During the next cell division, the misshapen chromosome is stretched between the two emerging daughter cells and the chromosome “bridge” breaks, leaving behind shattered fragments that contain cancer genes to multiply and get activated.
Certain human cancers, including some breast cancers, arise when a cell’s chromosomes get rearranged in this way. This malfunction was first described in the 1930s by Barbara McClintock, who went on to win the Nobel Prize in Physiology or Medicine in 1983.
Cancer experts can often identify this particular aberration in tumor samples by using genomic sequencing. Yet, a portion of breast cancer cases do not harbor this mutational pattern, raising the question: What is causing these tumors?
These were the “cold” cases that intrigued study authors Park and Lee. Looking for answers, they analyzed the genomes of 780 breast cancers obtained from patients diagnosed with the disease. They expected to find the classical chromosomal disarray in most of the tumor samples, but many of the tumor cells bore no trace of this classic molecular pattern.

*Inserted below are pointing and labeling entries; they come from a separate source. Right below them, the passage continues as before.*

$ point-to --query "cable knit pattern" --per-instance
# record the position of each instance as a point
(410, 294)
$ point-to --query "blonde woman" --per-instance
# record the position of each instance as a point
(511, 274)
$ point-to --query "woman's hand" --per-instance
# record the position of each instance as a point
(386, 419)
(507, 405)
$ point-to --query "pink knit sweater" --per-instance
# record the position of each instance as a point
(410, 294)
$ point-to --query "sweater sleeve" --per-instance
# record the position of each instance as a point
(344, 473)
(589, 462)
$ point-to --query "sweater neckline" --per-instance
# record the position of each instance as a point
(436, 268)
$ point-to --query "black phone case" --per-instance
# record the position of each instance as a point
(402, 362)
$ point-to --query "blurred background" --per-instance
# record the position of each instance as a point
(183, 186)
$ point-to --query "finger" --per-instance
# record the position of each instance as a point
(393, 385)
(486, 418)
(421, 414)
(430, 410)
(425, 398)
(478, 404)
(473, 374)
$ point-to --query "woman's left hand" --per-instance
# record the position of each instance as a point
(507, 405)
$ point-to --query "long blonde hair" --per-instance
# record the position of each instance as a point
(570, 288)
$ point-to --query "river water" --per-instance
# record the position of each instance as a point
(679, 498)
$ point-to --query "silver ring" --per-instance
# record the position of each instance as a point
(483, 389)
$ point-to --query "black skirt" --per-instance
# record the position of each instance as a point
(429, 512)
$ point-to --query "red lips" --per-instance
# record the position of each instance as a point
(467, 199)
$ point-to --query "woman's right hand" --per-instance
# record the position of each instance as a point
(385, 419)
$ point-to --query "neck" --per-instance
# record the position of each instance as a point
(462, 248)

Instead of the classic misshapen and improperly patched-up single chromosome, they saw that two chromosomes had fused, suspiciously near “hot spots” where cancer genes are located.

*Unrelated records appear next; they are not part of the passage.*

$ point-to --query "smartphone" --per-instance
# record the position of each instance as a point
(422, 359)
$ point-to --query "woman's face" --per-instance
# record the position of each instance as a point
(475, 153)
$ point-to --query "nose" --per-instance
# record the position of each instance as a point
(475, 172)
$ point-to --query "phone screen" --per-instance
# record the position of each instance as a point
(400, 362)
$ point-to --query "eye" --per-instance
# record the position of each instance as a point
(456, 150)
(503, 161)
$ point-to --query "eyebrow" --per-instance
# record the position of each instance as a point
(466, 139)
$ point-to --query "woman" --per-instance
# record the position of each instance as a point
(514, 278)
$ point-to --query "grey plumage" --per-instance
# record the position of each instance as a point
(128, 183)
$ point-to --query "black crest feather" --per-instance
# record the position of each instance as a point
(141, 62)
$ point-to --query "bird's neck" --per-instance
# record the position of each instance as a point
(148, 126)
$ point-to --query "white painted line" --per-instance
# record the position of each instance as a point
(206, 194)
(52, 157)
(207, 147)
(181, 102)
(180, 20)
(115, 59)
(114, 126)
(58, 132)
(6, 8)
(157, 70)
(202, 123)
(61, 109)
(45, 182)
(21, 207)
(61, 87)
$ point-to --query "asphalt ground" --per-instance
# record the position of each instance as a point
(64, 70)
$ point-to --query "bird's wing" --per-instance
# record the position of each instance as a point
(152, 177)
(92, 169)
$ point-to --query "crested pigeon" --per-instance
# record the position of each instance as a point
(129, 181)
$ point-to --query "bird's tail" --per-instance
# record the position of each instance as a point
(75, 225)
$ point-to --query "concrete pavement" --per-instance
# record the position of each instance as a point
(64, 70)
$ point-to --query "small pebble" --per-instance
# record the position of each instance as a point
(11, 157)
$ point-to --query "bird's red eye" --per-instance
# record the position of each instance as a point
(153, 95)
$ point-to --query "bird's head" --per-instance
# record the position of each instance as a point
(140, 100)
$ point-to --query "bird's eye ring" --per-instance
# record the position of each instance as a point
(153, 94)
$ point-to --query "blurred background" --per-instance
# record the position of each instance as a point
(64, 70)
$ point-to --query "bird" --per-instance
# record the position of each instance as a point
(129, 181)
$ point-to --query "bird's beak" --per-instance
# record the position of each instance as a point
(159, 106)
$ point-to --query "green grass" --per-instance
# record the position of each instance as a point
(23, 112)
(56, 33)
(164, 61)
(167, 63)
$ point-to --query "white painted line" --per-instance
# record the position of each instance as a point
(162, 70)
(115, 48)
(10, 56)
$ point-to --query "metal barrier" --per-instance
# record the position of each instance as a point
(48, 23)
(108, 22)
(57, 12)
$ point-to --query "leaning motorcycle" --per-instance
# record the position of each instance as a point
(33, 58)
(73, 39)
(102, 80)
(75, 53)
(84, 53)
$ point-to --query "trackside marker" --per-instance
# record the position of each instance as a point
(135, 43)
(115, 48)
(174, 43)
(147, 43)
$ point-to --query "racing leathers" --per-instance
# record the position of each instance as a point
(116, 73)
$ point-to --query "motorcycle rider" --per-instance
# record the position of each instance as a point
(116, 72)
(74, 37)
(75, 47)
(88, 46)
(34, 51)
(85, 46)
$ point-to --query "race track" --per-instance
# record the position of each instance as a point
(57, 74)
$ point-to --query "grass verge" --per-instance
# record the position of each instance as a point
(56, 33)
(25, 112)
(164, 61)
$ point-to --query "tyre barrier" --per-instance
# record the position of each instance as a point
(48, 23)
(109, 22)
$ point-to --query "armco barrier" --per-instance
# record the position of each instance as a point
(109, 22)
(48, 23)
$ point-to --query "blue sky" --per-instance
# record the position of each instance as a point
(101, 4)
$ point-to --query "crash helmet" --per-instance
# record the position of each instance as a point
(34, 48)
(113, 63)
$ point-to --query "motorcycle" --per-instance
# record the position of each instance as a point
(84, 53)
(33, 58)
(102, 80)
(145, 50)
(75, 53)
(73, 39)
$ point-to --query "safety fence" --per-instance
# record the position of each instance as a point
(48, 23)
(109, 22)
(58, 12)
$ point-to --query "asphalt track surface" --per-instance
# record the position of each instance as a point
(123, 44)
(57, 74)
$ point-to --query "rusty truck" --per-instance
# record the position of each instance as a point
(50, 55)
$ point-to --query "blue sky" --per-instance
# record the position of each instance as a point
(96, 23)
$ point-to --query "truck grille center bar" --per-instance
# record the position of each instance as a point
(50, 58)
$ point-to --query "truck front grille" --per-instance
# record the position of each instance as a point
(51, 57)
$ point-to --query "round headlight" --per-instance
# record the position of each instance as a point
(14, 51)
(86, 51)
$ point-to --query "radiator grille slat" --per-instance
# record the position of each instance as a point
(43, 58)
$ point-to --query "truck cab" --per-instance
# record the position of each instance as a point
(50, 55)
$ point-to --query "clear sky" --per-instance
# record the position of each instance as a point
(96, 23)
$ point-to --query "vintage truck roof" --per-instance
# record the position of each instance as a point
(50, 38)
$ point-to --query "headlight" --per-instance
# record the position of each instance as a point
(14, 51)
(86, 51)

Just as in McClintock’s model, these rearranged chromosomes had formed bridges, except in this case, the bridge contained two different chromosomes. This distinctive pattern was present in one-third (244) of the tumors in their analysis.
Lee and Park realized they had stumbled upon a new mechanism by which a “disfigured” chromosome is generated and then fractured to fuel the mysterious breast cancer cases.

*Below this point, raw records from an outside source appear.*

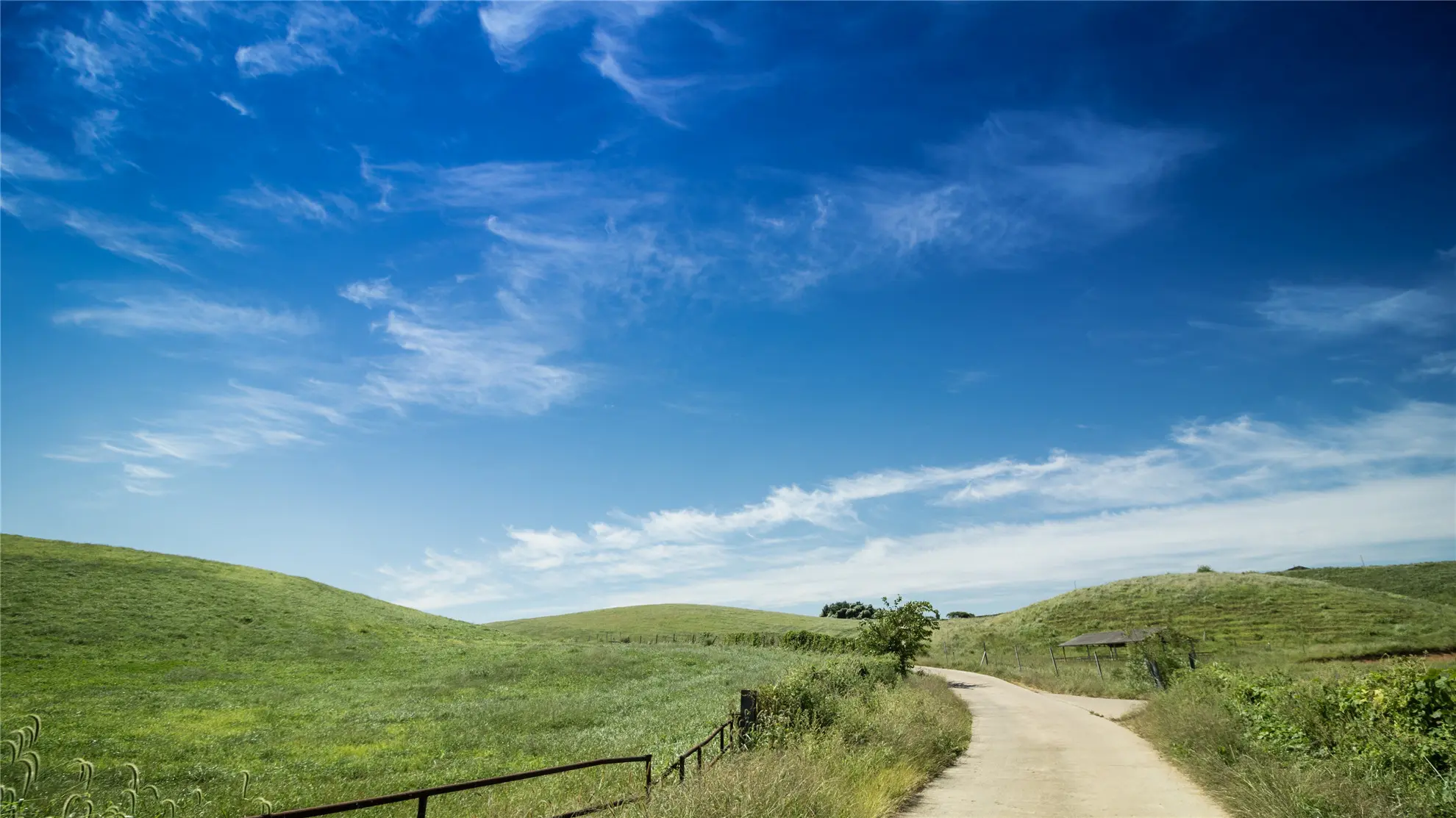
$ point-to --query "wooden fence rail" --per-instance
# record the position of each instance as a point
(734, 727)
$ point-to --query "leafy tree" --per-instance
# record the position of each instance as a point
(848, 610)
(900, 629)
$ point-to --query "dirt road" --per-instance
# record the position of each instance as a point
(1046, 756)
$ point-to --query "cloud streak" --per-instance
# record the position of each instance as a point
(184, 313)
(1224, 489)
(1352, 310)
(21, 160)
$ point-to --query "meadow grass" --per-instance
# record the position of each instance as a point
(670, 620)
(197, 671)
(1435, 581)
(1261, 745)
(1242, 619)
(860, 753)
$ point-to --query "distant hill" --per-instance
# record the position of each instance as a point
(649, 620)
(1241, 607)
(197, 670)
(1435, 581)
(72, 598)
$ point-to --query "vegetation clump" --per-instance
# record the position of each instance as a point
(842, 737)
(848, 610)
(1380, 744)
(902, 631)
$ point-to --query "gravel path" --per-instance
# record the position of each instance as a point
(1049, 756)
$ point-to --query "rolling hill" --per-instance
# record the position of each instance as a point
(682, 620)
(1232, 607)
(1435, 581)
(199, 670)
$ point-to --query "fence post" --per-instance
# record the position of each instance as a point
(747, 715)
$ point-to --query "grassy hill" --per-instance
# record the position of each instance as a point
(1238, 609)
(1435, 581)
(649, 620)
(199, 670)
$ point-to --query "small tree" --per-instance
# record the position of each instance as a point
(900, 629)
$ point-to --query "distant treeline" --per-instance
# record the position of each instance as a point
(848, 610)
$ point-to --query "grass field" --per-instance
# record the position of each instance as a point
(199, 670)
(1248, 619)
(664, 622)
(1435, 581)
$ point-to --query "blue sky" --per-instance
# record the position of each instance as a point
(503, 310)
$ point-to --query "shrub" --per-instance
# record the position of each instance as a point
(821, 642)
(902, 631)
(848, 610)
(1380, 744)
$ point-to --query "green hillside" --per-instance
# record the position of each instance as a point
(199, 670)
(649, 620)
(1231, 607)
(1435, 581)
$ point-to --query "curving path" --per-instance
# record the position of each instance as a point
(1040, 754)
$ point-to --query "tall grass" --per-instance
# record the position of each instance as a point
(833, 744)
(1378, 744)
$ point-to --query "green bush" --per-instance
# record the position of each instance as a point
(1380, 744)
(821, 642)
(902, 631)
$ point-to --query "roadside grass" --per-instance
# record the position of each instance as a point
(668, 622)
(1248, 620)
(1433, 581)
(858, 751)
(197, 671)
(1282, 720)
(1374, 744)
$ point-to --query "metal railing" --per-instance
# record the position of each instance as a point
(423, 795)
(728, 736)
(724, 744)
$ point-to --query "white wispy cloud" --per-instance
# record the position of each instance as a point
(510, 26)
(615, 59)
(1224, 489)
(1024, 181)
(232, 102)
(143, 479)
(218, 234)
(93, 133)
(1357, 309)
(218, 427)
(315, 32)
(165, 310)
(285, 203)
(126, 237)
(1438, 365)
(1263, 533)
(95, 69)
(117, 41)
(444, 581)
(463, 365)
(24, 162)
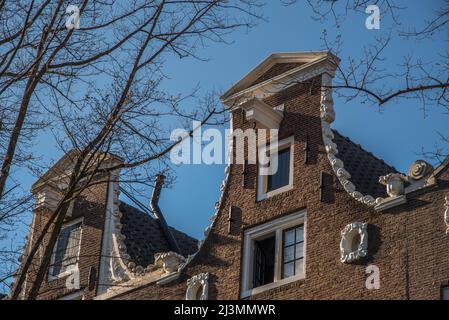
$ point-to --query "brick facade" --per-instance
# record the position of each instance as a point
(408, 242)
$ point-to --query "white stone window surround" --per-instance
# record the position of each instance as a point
(348, 253)
(259, 232)
(263, 180)
(69, 271)
(78, 295)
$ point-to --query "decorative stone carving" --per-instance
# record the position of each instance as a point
(394, 183)
(198, 287)
(169, 261)
(327, 115)
(354, 242)
(446, 213)
(419, 169)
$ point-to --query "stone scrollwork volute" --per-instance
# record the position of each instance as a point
(198, 287)
(354, 242)
(169, 261)
(327, 115)
(395, 183)
(420, 169)
(446, 213)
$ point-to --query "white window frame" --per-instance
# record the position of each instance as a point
(74, 296)
(262, 180)
(445, 292)
(69, 271)
(277, 227)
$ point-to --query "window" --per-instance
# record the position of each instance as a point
(445, 293)
(263, 265)
(66, 252)
(293, 245)
(273, 254)
(282, 179)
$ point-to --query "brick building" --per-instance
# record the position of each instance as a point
(334, 221)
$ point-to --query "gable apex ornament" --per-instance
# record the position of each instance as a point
(394, 183)
(446, 213)
(198, 287)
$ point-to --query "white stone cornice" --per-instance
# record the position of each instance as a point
(285, 80)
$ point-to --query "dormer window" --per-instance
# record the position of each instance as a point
(273, 254)
(282, 177)
(66, 253)
(281, 180)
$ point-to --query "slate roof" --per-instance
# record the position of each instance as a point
(364, 167)
(144, 237)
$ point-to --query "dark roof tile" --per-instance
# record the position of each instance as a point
(144, 237)
(364, 167)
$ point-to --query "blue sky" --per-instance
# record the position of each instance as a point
(396, 134)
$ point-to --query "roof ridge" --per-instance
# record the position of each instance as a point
(365, 151)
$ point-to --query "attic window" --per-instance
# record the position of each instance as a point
(273, 254)
(66, 253)
(282, 179)
(264, 257)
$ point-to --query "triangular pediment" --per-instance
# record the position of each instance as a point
(275, 66)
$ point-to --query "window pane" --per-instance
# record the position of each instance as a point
(282, 176)
(289, 254)
(288, 269)
(445, 293)
(299, 266)
(67, 247)
(299, 234)
(289, 237)
(299, 251)
(264, 259)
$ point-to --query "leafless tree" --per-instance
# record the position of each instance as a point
(100, 87)
(367, 74)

A new role for estrogen in breast cancer?
When the researchers zoomed onto the hot spots of cancer-gene activation, they noticed that these areas were curiously close to estrogen-binding areas on the DNA.
Estrogen receptors are known to bind to certain regions of the genome when a cell is stimulated by estrogen. The researchers found that these estrogen-binding sites were frequently next to the zones where the early DNA breaks took place.
This offered a strong clue that estrogen might be somehow involved in the genomic reshuffling that gave rise to cancer-gene activation.
Lee and Park followed up on that clue by conducting experiments with breast cancer cells in a dish. They exposed the cells to estrogen and then used CRISPR gene editing to make cuts to the cells’ DNA.
As the cells mended their broken DNA, they initiated a repair chain that resulted in the same genomic rearrangement Lee and Park had discovered in their genomic analyses.
Estrogen is already known to fuel breast cancer growth by promoting the proliferation of breast cells. However, the new observations cast this hormone in a different light.
They show estrogen is a more central character in cancer genesis because it directly alters how cells repair their DNA.
The findings suggest that estrogen-suppressing drugs such as tamoxifen — often given to patients with breast cancer to prevent disease recurrence — work in a more direct manner than simply reducing breast cell proliferation.
“In light of our results, we propose that these drugs may also prevent estrogen from initiating cancer-causing genomic rearrangements in the cells, in addition to suppressing mammary cell proliferation,” Lee said.
The study could lead to improved breast cancer testing. For instance, detecting the genomic fingerprint of the chromosome rearrangement could alert oncologists that a patient’s disease is coming back, Lee said.
A similar approach to track disease relapse and treatment response is already widely used in cancers that harbor critical chromosomal translocations, including certain types of leukemias.
More broadly, the work underscores the value of DNA sequencing and careful data analysis in deepening the biology of cancer development, the researchers said.
“It all started with a single observation. We noticed that the complex pattern of mutations that we see in genome sequencing data cannot be explained by the textbook model,” Park said. “But now that we’ve put the jigsaw puzzle together, the patterns all make sense in light of the new model. This is immensely gratifying.”